Power Up Your Workout
The right foods before and after exercise can boost your results. Like a car uses gas, your body burns carbohydrates for fuel. They give you the energy to power through that jog or fitness class. When you’ re done, refueling with a combination of protein and carbs can help you rebuild muscle. Ready to make the most of your workout?
Time It Right
Aim to have a snack or meal 1 to 3 hours before your workout. You can have tummy troubles if you chow down right before. That’ s because more blood goes to your muscles during exercise, leaving less for digestion. After exercise, your body is ready to refuel and rebuild muscle tissue. Eat within an hour of finishing.
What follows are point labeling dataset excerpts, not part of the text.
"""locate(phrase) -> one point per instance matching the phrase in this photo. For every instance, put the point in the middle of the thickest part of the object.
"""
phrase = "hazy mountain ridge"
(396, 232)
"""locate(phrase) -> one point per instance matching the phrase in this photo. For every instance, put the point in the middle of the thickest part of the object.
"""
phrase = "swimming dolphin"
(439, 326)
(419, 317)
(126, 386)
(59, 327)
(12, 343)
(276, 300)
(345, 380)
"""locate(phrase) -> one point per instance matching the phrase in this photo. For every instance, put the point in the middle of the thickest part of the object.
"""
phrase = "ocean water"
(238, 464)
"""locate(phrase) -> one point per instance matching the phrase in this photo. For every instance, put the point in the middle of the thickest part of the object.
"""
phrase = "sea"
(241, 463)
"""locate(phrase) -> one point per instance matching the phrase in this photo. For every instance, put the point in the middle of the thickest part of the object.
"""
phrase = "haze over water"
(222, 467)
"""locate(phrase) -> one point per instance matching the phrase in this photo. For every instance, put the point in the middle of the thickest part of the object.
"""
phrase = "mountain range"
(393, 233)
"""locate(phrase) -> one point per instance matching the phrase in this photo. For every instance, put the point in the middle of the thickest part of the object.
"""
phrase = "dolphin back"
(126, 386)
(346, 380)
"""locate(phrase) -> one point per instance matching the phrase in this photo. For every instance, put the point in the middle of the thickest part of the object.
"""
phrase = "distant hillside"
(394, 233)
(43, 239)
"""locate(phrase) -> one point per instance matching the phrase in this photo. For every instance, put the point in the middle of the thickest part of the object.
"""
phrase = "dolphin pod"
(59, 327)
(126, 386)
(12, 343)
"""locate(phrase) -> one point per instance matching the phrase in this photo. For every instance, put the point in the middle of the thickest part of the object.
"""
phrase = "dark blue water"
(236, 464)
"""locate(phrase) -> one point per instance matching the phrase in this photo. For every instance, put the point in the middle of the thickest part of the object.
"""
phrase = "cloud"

Before: Oatmeal With Low-Fat Milk and Fruit
Do you work out in the morning? Start your day with a bowl of high-fiber oatmeal and fruit. The carbs in the combo are digested more slowly, so your blood sugar stays steadier. You’ ll feel energized for longer. For an extra dose of protein and bone-building calcium, stir in some low-fat milk.
Before: Fruit-and-Yogurt Smoothie
Smoothies are easy to digest, so you won’ t feel sluggish during your workout. But many store-bought versions are high in added sugar. Whip up your own version with protein-rich yogurt and fruit, which packs in energy-boosting carbs. Blend it with water or ice to help you stay hydrated. Research shows that not getting enough fluids can zap your strength and endurance.
Before: Trail Mix
It’ s known as a hiking staple, but trail mix is a good snack for any workout. Raisins give you a quick hit of energy that’ s easy on the stomach. Mix a small handful of them with a few almonds, which are high in protein and heart-healthy unsaturated fat. They also have an antioxidant that may help your body use oxygen better-- and give you better exercise results.
Before: Low-Fat Latte and an Apple
If you’ re a coffee drinker, sip a latte before that morning or lunchtime fitness class. You’ ll get protein from the milk, and the caffeine may ease muscle soreness and rev up calorie burn during exercise. Pair it with an apple for high-quality carbs. One warning: Caffeine can mess with your sleep, so avoid it in the afternoon. You could swap the latte for a glass of low-fat milk or piece of string cheese.